As recomendações globais da Eurochild e dos seus membros aos governos dos estados europeus relativamente às várias situações nacionais são oito. Aqui se reproduzem parcialmente:
- Promover o acesso à educação pré-escolar e os cuidados na primeira infância, sobretudo às crianças em maior risco de pobreza e de exclusão social, particularmente crianças ciganas ou crianças de origem migrante. É necessário garantir a qualidade da mão-de-obra para garantir a qualidade excepcional dos cuidados. É por isso fundamental ampliar a oferta pública destes serviços e tornar as actividades profissionais nos sectores sociais e educativos mais atraentes.
- Investir de modo a oferecer acesso gratuito e igualitário de serviços de saúde, designadamente na área da saúde mental. Lançar programas de alimentação gratuita nas escolas e melhorar as iniciativas de acesso à habitação social e a medidas de protecção social.
- Proteger os direitos das crianças online e offline. Se por um lado a Internet pode ser um excelente espaço para as crianças aprenderem, por outro lado pode representar perigo por carecer ainda das salvaguardas existentes offline.
- Implementar a Garantia para a Infância a nível nacional tomando em consideração os saberes e experiências das crianças e de pessoas e organizações da sociedade civil.
- Reconhecer as crianças como agentes de mudança por direito próprio. É fundamental que sejam envolvidas na implementação e na avaliação dos planos de acção nacionais da Garantia para a Infância.
- Superar as dificuldades de acesso aos fundos europeus. As pressões de tempo, os encargos administrativos e as responsabilidades significativas podem impossibilitar o seu uso como ferramenta contra a pobreza e o seu uso por organizações de pequena e média dimensão. A ausência de participação dos diferentes actores na concepção, monitorização e avaliação dos mecanismos de financiamento também deve ser ultrapassada.
- A Europa progrediu na promoção da desinstitucionalização, excepto em países como Portugal.

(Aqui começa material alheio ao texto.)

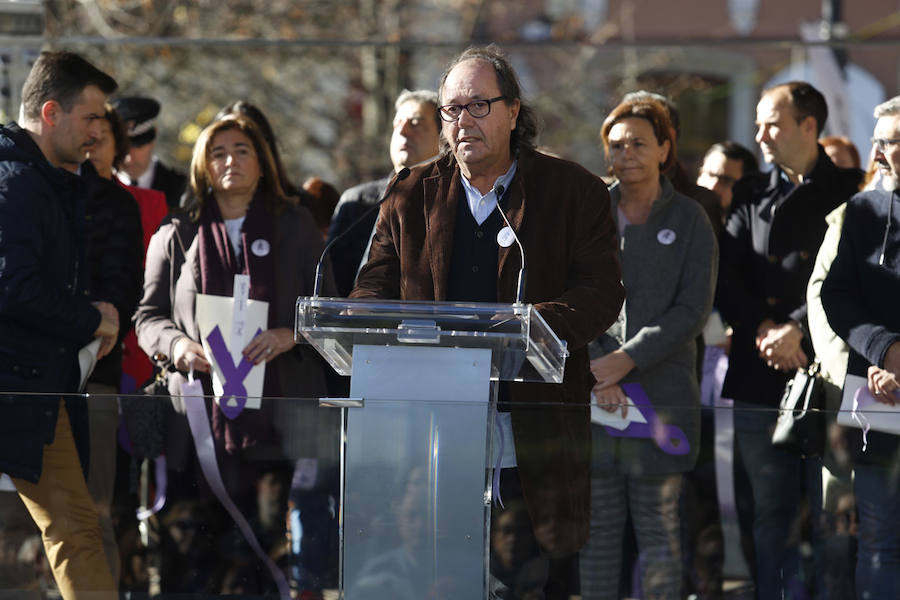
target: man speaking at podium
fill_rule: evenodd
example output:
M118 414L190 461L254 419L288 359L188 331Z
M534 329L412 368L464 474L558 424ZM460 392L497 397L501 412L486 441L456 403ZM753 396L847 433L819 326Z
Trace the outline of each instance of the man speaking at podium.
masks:
M549 572L545 595L567 598L564 571L588 536L587 343L615 321L625 297L609 195L581 166L534 149L535 114L496 46L469 48L451 62L440 103L441 156L414 168L382 205L351 297L521 300L568 343L562 384L500 389L517 459L503 471L503 501L524 498L543 561L537 570ZM521 298L515 237L529 275Z

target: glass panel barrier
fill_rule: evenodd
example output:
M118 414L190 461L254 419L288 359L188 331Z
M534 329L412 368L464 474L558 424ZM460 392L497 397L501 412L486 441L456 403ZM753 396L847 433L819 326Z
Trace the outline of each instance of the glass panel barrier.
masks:
M584 425L583 407L501 403L497 416L491 403L464 397L265 398L259 411L228 420L207 398L192 428L168 397L5 392L2 400L4 409L23 399L50 412L68 406L74 448L86 449L85 440L91 448L101 530L92 543L124 597L526 598L556 586L559 597L589 598L615 586L614 597L643 598L673 586L673 597L752 598L767 560L780 561L791 585L852 596L859 428L823 411L825 456L802 459L770 447L774 409L727 399L686 409L631 395L627 423L594 411L605 420L591 426L592 448L578 446L586 427L573 430L566 442L575 460L555 465L572 482L563 490L534 466L547 467L534 458L559 440L525 439L522 423L541 415L548 426L567 416ZM507 411L512 427L503 429ZM885 411L870 407L868 418ZM501 456L506 436L516 463ZM585 466L577 459L587 456L590 510L549 518L541 507L577 492ZM499 476L496 466L506 467ZM879 487L880 472L856 466L867 501L894 493L887 470ZM760 476L773 471L784 474ZM59 597L40 531L16 494L27 479L0 479L0 597ZM756 517L757 536L783 542L780 557L753 554L761 493L783 499L780 521ZM565 550L585 536L579 554Z

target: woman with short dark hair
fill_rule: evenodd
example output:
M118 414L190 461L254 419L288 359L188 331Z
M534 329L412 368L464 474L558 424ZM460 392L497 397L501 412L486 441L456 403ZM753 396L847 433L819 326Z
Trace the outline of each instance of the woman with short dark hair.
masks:
M662 172L675 161L674 129L650 98L619 104L601 130L618 225L625 305L591 343L600 409L633 424L614 435L593 426L591 531L581 552L585 600L618 599L622 542L631 513L647 598L681 598L681 474L700 442L695 340L712 308L718 248L697 202ZM634 404L632 404L634 402Z

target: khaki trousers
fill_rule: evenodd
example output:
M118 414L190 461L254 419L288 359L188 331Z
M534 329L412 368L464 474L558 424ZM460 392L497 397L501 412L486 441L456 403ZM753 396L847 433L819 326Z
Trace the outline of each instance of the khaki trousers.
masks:
M44 447L37 484L13 478L41 530L56 585L65 600L115 600L97 509L81 471L65 402L60 400L53 443Z

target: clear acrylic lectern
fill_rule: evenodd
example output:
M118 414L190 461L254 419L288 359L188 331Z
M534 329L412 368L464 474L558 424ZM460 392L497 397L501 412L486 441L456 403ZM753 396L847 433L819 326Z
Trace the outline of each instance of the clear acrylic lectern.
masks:
M562 382L565 342L529 304L342 298L299 298L295 339L352 376L343 597L485 597L495 383Z

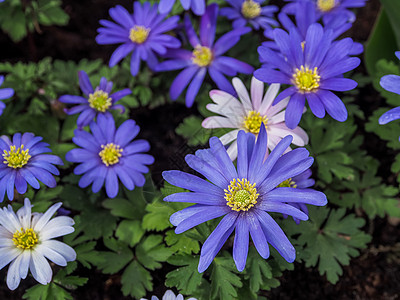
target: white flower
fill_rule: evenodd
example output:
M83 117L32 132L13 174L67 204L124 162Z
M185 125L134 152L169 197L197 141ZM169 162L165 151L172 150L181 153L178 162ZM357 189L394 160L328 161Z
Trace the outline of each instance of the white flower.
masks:
M144 298L140 300L146 300ZM151 300L158 300L158 297L156 296L151 296ZM168 290L165 292L164 296L162 297L162 300L184 300L183 296L181 294L178 294L178 296L175 296L174 292L171 290ZM189 298L187 300L197 300L196 298Z
M10 205L0 209L0 270L11 262L7 272L10 290L18 287L29 270L39 283L48 284L53 272L46 258L59 266L76 259L74 249L52 240L74 231L74 220L70 217L50 220L61 203L54 204L44 214L32 213L32 206L25 199L16 214Z
M272 151L279 141L287 135L293 136L293 144L304 146L308 143L308 135L300 127L289 129L285 125L285 111L289 97L272 105L280 88L279 84L271 84L264 93L264 84L252 78L251 100L246 87L239 78L232 80L233 87L239 96L234 96L220 90L212 90L210 97L214 103L207 104L207 109L220 114L206 118L202 126L204 128L233 128L223 135L220 140L224 145L232 143L228 148L228 154L232 160L237 157L237 135L240 130L252 132L256 136L260 130L261 122L265 124L268 133L268 149ZM289 151L290 149L288 149Z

As garantias para que as crianças entregues aos sistemas de acolhimento vivam num ambiente familiar e comunitário saudável parece ser ainda uma miragem. É também necessário rever e promover reformas no apoio prestado aos jovens que abandonam o sistema de acolhimento com vista à sua autonomização. A prevenção da separação familiar e a protecção e apoio a menores desacompanhados também deve ser uma prioridade.
- Colocar os Direitos da Criança no centro do Ciclo do Semestre Europeu de modo a que todos os países convirjam para padrões mais aceitáveis ao nível da protecção das crianças e que implementem reformas que garantam o seu bem-estar.
No ano em que se assinalam 38 anos sobre a assinatura do Tratado de Adesão de Portugal às Comunidades Europeias falta ainda cumprir muito do Portugal prometido pelos pais da adesão à então CEE. Cidadãos, crianças e jovens, técnicos sentem hoje que há ainda um longo caminho, sobretudo cultural, a percorrer, para que o país consiga acelerar processos e torná-los mais eficazes, designadamente nos mecanismos de combate à pobreza infantil e na promoção do bem-estar das crianças. Não queremos regressar a 1985. É por isso urgente antever o futuro.